Bunsly / HomeHarvest

Python package for scraping real estate property data
https://tryhomeharvest.com/
MIT License
332 stars 75 forks source link

Zillow: 403 Forbidden #15

Closed ddxv closed 1 year ago

ddxv commented 1 year ago

Python 3.10.11 Versions tested: 0.2.13

What I tried to do:

properties: pd.DataFrame = scrape_property(
    site_name=["zillow", "realtor.com", "redfin"],
    location="85281",
    listing_type="for_rent" # for_sale / sold
)

Output: requests.exceptions.HTTPError: 403 Client Error: Forbidden for url: https://www.zillow.com/homes/for_rent/85281_rb/

Testing this URL in browser works OK.

cullenwatson commented 1 year ago

Try a proxy with proxy=, also you can use tryhomeharvest.com

ddxv commented 1 year ago

I see, I don't have a proxy on hand at the moment, but just curious, do you think changing the UA that homeharvest is using would help? What UA is it currently set to? I have only used the library once a couple days ago, so would be surprised if the blocking rule is based on IP only.

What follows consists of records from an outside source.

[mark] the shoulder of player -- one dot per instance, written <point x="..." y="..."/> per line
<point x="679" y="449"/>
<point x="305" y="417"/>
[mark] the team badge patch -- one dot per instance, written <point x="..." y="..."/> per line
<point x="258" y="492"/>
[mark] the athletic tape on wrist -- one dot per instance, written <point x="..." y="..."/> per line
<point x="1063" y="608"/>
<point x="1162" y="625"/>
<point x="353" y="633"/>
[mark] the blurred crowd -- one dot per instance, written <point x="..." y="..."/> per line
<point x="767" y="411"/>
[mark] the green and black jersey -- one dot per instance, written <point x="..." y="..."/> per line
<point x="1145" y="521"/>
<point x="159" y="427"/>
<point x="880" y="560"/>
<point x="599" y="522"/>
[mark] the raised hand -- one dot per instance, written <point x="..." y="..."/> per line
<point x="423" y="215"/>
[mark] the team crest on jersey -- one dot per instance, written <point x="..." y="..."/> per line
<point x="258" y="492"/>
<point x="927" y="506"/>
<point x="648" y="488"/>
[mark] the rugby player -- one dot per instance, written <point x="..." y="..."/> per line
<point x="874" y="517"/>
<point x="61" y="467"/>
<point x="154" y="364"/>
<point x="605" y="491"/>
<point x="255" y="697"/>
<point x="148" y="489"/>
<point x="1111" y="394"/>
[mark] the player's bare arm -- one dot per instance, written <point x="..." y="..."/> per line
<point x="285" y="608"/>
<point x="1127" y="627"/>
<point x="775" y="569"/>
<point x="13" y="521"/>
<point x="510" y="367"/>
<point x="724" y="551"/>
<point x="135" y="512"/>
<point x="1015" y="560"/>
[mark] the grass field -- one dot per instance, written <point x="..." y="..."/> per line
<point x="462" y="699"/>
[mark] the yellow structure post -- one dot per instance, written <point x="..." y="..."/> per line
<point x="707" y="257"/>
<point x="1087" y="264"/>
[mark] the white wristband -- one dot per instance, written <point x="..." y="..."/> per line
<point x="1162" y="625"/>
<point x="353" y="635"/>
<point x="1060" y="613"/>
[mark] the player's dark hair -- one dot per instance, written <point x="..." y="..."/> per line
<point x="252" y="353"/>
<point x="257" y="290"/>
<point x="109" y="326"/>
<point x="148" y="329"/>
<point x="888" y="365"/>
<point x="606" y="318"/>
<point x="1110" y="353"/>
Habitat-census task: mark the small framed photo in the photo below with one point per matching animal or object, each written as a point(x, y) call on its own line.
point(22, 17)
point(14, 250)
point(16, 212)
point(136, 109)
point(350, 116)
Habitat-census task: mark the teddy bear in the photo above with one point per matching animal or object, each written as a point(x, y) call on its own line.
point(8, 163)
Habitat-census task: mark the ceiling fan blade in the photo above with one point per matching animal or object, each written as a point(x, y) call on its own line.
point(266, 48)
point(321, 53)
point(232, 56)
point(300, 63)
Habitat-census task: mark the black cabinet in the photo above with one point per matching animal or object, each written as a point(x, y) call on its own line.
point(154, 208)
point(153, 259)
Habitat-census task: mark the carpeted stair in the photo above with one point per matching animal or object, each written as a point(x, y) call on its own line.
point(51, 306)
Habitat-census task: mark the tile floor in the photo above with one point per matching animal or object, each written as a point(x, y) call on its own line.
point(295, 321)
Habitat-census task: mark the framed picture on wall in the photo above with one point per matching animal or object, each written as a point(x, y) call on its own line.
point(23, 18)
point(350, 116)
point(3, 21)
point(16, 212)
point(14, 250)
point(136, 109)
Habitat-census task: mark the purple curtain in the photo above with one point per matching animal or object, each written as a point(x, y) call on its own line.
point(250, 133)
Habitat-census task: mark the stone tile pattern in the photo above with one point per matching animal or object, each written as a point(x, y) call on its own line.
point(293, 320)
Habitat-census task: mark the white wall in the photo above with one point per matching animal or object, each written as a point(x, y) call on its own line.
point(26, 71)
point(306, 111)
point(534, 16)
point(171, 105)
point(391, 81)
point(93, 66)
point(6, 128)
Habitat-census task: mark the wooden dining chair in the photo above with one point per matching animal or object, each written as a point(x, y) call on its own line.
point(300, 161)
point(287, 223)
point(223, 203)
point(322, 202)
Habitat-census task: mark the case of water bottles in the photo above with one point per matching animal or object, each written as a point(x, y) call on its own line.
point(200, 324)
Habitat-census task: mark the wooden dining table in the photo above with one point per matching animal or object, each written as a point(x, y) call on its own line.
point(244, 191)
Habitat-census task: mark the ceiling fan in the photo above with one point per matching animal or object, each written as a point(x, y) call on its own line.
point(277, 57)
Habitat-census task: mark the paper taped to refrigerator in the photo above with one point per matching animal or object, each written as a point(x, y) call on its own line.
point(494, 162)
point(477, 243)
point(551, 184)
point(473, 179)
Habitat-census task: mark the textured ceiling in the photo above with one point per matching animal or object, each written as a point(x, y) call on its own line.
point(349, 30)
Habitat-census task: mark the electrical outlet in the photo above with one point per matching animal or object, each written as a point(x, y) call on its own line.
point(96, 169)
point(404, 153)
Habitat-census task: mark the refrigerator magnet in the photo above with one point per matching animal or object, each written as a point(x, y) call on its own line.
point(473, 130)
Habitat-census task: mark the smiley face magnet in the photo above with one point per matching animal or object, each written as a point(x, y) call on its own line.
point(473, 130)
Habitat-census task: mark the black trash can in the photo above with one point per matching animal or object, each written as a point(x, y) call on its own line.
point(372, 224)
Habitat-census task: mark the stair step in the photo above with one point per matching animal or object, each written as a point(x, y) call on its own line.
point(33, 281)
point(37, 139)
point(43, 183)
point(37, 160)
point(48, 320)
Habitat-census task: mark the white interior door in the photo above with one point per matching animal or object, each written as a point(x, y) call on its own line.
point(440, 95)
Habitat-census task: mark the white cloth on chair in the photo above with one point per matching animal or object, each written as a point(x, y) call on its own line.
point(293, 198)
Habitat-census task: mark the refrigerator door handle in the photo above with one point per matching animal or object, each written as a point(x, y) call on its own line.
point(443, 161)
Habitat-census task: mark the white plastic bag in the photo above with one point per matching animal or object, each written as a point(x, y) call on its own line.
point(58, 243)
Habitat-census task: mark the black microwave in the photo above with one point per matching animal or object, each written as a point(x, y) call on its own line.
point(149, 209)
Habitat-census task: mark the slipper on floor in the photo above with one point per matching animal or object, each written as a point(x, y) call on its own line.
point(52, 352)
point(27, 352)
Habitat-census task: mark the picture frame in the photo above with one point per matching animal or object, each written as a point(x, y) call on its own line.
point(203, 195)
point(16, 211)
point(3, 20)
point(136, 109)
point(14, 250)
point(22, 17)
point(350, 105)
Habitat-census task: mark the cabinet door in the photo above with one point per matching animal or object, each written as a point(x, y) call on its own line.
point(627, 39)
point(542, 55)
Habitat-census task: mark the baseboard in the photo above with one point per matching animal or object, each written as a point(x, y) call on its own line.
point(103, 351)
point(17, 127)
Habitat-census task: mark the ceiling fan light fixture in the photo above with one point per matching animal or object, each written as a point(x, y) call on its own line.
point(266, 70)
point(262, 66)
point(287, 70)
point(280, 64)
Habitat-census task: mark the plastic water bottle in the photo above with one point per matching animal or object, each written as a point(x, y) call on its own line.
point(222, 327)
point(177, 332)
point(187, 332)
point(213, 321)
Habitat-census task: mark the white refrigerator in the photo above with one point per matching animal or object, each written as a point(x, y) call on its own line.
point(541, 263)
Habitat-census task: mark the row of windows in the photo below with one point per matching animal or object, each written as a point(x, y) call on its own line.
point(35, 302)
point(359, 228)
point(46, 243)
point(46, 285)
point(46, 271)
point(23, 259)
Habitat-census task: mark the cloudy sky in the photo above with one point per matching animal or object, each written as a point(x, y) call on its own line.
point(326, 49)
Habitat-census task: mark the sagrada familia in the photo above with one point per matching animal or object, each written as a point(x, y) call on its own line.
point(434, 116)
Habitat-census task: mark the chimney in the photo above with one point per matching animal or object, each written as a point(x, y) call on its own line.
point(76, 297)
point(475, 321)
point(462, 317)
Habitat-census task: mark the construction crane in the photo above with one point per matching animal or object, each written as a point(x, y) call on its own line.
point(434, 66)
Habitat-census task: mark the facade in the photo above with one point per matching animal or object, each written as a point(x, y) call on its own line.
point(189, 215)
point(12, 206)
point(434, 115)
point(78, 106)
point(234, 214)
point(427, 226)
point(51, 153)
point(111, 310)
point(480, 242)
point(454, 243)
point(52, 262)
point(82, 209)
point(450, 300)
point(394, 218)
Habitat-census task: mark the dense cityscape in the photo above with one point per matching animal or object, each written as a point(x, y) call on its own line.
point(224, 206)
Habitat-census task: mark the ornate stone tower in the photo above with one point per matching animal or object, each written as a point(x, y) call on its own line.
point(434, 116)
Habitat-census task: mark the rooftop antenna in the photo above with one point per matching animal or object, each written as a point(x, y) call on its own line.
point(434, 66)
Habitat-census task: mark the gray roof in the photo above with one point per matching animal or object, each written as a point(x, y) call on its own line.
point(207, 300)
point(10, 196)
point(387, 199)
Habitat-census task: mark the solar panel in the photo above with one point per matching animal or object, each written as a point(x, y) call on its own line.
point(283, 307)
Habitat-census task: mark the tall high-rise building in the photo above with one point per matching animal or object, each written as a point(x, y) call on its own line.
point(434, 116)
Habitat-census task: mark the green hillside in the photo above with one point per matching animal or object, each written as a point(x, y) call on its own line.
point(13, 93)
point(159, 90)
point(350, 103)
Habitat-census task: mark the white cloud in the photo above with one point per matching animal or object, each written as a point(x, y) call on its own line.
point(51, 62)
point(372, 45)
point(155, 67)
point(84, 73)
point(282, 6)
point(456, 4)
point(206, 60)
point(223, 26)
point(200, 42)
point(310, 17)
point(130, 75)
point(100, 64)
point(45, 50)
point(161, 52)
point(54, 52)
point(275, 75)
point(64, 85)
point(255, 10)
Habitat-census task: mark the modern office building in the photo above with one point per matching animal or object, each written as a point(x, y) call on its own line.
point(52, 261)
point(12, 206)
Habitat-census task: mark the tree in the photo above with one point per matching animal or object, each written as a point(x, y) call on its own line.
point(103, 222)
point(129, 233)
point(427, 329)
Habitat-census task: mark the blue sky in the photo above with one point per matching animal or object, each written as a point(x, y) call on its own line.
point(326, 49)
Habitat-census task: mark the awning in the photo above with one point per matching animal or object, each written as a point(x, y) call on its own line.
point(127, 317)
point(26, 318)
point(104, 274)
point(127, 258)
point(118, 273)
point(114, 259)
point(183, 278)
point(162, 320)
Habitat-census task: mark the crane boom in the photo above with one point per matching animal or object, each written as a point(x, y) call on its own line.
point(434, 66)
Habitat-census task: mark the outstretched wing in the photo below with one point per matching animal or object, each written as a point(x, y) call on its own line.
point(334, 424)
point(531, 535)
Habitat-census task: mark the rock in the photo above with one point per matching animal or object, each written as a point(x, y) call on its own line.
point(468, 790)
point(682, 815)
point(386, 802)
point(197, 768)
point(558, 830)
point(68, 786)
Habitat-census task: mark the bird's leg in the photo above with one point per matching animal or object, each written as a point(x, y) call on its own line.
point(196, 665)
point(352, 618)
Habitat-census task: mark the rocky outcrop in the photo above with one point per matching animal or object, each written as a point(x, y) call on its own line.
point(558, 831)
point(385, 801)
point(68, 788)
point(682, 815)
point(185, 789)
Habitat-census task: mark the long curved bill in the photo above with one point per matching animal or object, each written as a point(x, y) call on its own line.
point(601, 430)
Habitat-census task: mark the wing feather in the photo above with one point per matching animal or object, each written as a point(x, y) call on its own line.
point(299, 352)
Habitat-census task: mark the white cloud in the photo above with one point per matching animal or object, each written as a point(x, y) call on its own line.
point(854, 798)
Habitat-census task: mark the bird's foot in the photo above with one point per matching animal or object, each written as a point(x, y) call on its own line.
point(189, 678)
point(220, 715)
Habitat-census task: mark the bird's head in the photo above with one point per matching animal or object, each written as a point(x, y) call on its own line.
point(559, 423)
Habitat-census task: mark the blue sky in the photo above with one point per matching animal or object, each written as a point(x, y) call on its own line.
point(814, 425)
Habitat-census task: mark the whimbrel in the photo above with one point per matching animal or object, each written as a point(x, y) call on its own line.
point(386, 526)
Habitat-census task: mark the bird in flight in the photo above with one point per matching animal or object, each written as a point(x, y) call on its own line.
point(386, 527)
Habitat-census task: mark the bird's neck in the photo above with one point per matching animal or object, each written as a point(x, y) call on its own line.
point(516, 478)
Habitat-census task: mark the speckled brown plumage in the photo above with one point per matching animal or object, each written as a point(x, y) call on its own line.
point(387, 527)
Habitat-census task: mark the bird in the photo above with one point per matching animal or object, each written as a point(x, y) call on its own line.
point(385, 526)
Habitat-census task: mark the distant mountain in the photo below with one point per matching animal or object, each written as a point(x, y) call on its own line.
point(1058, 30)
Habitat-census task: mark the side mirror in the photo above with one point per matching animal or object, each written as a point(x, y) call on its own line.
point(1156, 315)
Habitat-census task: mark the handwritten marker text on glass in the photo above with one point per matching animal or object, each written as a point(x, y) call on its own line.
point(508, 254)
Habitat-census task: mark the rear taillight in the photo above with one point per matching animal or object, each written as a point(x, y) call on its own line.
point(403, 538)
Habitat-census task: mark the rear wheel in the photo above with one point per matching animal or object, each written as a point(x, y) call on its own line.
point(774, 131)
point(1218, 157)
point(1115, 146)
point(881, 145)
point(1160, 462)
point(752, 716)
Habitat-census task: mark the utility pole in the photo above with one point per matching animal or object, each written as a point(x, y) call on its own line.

cullenwatson commented 1 year ago

The headers are located here at the bottom: https://github.com/ZacharyHampton/HomeHarvest/blob/master/homeharvest/core/scrapers/zillow/__init__.py

Mozilla/5.0 (Windows NT 10.0; Win64; x64) AppleWebKit/537.36 (KHTML, like Gecko) Chrome/116.0.0.0 Safari/537.36

It may be the cookie as well. When I made it, if I didn't have the cookie, the requests wouldn't work. Any insights @ZacharyHampton

image
cullenwatson commented 1 year ago

It's def the cookie. I changed it to an updated one from my browser and it's good now on every request. The old cookie only worked on certain ips. Maybe time-based tho not sure if it's a long-term solution.

cullenwatson commented 1 year ago

I believe we can fix this by fetching the cookies on an initial request & dynamically setting it to a fresh cookie every time for the backend endpionts

ddxv commented 1 year ago

I believe we can fix this by fetching the cookies on an initial request & dynamically setting it to a fresh cookie every time for the backend endpionts

Ah, perfect, that is the only thing I would have suggested as well. Thanks for the link above as well to init.py. Will also check the PR to see where fixes were made. Cheers

cullenwatson commented 1 year ago

Should be working good, you can pip upgrade to get latest changes. Let me know

ddxv commented 1 year ago

Yes, pulled newest changes and checked that last commit. I'm far from an expert here, but looks good to me. Also checked and working again. Thanks for the help!